Yani bundan daha güzel bir açıklama olamaz. Bu ne demektir, okula giden çocuklarımıza öğretmenleri hemen hemen bu bilgiyi veriyor sanat ve sanatcı açıklaması yaparken. Çocuk akşam eve geliyor tv de magazin programı, ekranda baldırı çıplak, kargaları kıskandıran bir sesle ne yaptığı ne söylemeye çalıştığı anlaşılamayan ama programı sunanın sanatcı diye tanıttığı bir tip. Alın size çelişki. Çocuk düşünüyor hemen, eğer bunlar sanatçıysa Suna Kan neci? Bedri Baykam, Jale Yılmazbaşar yazmaya kalksak sayfalar dolar taşar yüzlerce sanatçımıza haksızlık olmuyor mu bu?
Vatandaş denizin ortasında olmayan bikinisi ile poz veriyor, 'ay yine yakaladınız beni, valla kocam beni bu sefer kesecek' diye fingirdiyor buna sanatçı deniyor. Oysa 'bu sefer' kelimesi ne çok şey anlatıyor. Pek çok kere olmuş bir şey yani bu. Ama saygıdeger! eş her seferinde göz yumdu buna yummayacak. (Neden ki bu poz digerlerinden daha çok pirim yapacak bana göre.) Ama normal vatandaş rüzgarın azizliğine uğrasa mahalleden geçerken eteği az açılsa taşa tutarlar, utanmaz diye yapmadığını bırakmazlar kadına di mi?
Hanım lokantadan içeri girdiğinde ayağa kalkmayan aklı başında tek insana gidip 'saygısız beni görmedin mi neden ayağa kalkmıyorsun ' diye fırça atıyor bunu TV'ler günlerce haber yapıyor, vatandaş sanatçı! sanatçı ama megalomanyak bir sanatçı!! ( o gazeteci arkadaşa hala öfkeliyim o tavrı yüzünden sözde sanatçıyı mahkemeye vermediği için)
Sonra sanatları! ile ekrana gelseler başım gözüm üstüne. Ne kardeşleri kaldı hayatımıza girmeyen ne baldızlarının bilmem kaçıncı sevgilileri.

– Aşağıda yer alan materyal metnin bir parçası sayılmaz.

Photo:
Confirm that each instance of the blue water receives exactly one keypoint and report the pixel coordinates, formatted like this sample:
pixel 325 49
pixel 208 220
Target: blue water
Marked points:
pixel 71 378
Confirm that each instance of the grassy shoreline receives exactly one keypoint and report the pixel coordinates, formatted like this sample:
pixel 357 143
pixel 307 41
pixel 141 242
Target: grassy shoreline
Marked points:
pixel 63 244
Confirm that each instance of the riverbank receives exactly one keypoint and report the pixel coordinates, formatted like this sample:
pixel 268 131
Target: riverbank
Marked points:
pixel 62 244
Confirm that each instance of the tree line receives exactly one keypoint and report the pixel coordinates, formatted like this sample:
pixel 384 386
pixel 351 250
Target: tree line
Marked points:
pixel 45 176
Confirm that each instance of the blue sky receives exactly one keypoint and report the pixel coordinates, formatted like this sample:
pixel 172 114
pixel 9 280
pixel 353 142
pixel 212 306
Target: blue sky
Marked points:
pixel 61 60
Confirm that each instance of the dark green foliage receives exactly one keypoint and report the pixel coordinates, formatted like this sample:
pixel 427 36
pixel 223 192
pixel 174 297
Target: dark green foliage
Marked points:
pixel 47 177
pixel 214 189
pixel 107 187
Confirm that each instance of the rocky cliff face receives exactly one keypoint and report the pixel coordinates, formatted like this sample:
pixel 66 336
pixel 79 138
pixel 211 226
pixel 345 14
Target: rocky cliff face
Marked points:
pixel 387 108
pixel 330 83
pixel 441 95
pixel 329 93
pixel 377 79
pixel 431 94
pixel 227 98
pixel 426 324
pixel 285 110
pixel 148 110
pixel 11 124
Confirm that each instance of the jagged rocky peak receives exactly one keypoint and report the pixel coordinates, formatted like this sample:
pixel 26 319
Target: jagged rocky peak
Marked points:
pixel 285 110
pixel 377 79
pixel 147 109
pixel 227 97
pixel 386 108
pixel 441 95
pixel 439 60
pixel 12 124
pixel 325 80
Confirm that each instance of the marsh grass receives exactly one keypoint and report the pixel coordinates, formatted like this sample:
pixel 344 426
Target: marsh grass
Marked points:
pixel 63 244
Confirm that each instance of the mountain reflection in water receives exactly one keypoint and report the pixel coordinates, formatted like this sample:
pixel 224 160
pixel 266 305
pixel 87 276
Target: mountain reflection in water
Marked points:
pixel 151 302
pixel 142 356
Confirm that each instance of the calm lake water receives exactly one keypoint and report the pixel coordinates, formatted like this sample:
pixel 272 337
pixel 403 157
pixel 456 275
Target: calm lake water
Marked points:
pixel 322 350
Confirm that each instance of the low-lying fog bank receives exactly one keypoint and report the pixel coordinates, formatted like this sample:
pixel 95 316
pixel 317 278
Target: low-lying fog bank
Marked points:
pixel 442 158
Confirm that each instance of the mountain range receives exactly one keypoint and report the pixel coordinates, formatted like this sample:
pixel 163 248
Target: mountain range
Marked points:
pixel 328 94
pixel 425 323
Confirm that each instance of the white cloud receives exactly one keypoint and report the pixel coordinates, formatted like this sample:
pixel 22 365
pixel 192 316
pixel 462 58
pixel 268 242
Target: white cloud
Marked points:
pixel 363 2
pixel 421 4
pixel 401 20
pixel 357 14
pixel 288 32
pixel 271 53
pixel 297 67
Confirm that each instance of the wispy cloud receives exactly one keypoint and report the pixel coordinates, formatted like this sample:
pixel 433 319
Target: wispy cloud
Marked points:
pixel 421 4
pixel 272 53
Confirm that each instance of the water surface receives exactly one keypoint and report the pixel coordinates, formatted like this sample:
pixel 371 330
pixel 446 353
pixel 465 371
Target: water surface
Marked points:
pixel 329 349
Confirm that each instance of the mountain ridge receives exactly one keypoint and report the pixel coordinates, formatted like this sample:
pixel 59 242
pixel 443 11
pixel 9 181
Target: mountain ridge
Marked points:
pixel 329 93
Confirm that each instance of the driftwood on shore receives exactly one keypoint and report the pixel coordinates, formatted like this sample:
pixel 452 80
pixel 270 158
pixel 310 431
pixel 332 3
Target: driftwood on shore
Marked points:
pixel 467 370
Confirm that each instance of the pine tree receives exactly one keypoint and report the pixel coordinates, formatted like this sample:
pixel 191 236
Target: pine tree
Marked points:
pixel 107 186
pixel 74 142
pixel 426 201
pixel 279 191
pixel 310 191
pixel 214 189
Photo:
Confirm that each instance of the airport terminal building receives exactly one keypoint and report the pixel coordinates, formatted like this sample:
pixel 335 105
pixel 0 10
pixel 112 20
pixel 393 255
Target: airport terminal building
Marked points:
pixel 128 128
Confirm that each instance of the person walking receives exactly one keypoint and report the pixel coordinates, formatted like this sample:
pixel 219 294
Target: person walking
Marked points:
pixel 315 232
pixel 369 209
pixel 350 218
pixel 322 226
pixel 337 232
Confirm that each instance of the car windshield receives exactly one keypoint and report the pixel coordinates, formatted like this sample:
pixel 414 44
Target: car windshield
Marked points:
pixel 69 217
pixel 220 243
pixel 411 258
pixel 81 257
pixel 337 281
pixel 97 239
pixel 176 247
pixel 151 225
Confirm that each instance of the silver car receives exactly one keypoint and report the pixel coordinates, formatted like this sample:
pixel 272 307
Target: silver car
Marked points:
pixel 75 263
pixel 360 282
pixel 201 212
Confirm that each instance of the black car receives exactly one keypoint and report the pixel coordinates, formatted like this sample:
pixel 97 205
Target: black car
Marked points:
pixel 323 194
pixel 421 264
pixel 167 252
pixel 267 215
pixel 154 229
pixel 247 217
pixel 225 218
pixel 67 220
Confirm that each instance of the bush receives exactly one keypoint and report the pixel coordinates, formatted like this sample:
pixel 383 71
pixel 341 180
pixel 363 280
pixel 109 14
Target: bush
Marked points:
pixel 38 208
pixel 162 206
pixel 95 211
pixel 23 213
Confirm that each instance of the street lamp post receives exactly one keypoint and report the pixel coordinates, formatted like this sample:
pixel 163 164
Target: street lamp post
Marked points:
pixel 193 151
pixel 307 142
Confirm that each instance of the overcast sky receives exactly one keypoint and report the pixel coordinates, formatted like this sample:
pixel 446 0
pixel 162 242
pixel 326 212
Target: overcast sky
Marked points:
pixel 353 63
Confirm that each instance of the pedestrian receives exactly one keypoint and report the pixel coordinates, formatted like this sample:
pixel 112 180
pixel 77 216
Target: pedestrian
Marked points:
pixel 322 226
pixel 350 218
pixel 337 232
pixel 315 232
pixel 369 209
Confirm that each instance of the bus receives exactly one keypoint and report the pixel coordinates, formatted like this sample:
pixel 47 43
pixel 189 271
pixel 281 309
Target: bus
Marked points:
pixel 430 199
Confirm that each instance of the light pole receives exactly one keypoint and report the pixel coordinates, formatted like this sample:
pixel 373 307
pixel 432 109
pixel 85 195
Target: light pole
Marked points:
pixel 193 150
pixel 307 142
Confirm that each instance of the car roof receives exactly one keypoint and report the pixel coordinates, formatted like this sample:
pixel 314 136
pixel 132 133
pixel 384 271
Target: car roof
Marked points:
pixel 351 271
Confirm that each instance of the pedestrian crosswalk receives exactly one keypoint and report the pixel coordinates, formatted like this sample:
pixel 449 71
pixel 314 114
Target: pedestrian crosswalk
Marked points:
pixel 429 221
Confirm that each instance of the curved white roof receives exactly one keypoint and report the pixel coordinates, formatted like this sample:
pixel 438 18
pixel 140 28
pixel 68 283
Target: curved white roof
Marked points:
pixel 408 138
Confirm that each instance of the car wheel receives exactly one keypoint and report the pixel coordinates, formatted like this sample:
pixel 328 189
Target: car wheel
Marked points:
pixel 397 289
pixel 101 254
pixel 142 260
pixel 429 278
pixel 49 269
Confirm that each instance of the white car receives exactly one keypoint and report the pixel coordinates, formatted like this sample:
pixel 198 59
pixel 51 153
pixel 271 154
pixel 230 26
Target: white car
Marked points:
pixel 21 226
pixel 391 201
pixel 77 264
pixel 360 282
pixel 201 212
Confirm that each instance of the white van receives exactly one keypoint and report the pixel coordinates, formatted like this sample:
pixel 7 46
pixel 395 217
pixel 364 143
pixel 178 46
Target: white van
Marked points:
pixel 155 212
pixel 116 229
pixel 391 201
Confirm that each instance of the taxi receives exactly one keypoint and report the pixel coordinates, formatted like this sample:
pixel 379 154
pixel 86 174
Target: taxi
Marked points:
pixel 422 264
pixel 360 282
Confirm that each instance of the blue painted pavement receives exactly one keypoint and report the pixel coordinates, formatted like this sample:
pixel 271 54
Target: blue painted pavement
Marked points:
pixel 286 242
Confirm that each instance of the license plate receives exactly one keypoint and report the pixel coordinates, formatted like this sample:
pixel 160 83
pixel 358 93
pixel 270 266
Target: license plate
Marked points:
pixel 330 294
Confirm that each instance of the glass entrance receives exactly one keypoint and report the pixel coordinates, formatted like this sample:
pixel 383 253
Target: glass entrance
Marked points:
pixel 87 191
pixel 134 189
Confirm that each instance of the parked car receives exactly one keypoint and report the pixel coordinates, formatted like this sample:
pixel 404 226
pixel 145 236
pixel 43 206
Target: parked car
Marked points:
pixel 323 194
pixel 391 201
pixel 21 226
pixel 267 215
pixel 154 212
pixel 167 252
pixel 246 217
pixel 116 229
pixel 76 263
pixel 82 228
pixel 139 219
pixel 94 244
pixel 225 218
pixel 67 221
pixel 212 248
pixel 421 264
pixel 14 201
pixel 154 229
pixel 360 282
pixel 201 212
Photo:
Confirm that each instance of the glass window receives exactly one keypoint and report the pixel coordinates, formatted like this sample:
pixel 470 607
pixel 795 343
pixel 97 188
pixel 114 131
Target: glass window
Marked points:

Ve işin ilginç yanı komşumuza bile söylemeye çekineceğimiz sırların milyonların önünde çok basitmiş gibi anlatılması. Bazen iyiki kızım yok diyorum, mazallah nasıl anlatırdım bunların yaptıklarının sanat olmadığını.
Madalyonun pek çok yönünden biri de bu. Toplumun terbiye, saygı kavramı değişiyor. Zorla değiştiriyorlar. Haftada 3 sevgili değiştiren sayın sanatçı! 'ay ne yapayım aradığım aşkı bulamadım' diye gündemi sarsan bir açıklama yapıyor. Ne yani aradığımızı bulamadıysak bulana kadar deneyecek miyiz? Bunun yanlış olduğunu çoluğumuza çocuğumuza nasıl anlatacağız. Altında 2006 son model jeep fiyatını söylemeye dilimiz varmıyor hatunun işi ne belli değil açıklama bomba gibi 'ay ben bunu alınterimle aldım'. Peki çocuğuna okula başlarken ayakkabı alamayan anne/ babanın alnındakı kuyu suyu mu ki bir ayakkabı bile almaya yetmiyor güçleri. O zaman ne oluyor yeni yetişen gençlik abuk subuk yarışmalarla bu kurtlar sofrasına dahil olmak için evlerinden kaçıyor 'annem istemedi ama bu benim özel hayatım' diye açıklama yapabiliyor göğsünü gere gere 17 yaşındaki kız çocuğu. Neden? Çünkü hala kiminle sevgili olduğunu anlayamadığımız bir takım varlıklar her cümleye 'bu benim özel hayatım' diyerek başlıyor. Oysa adı üzerinde özel hayat gözlerden uzak olandır 80 milyonun dilinde olan değil.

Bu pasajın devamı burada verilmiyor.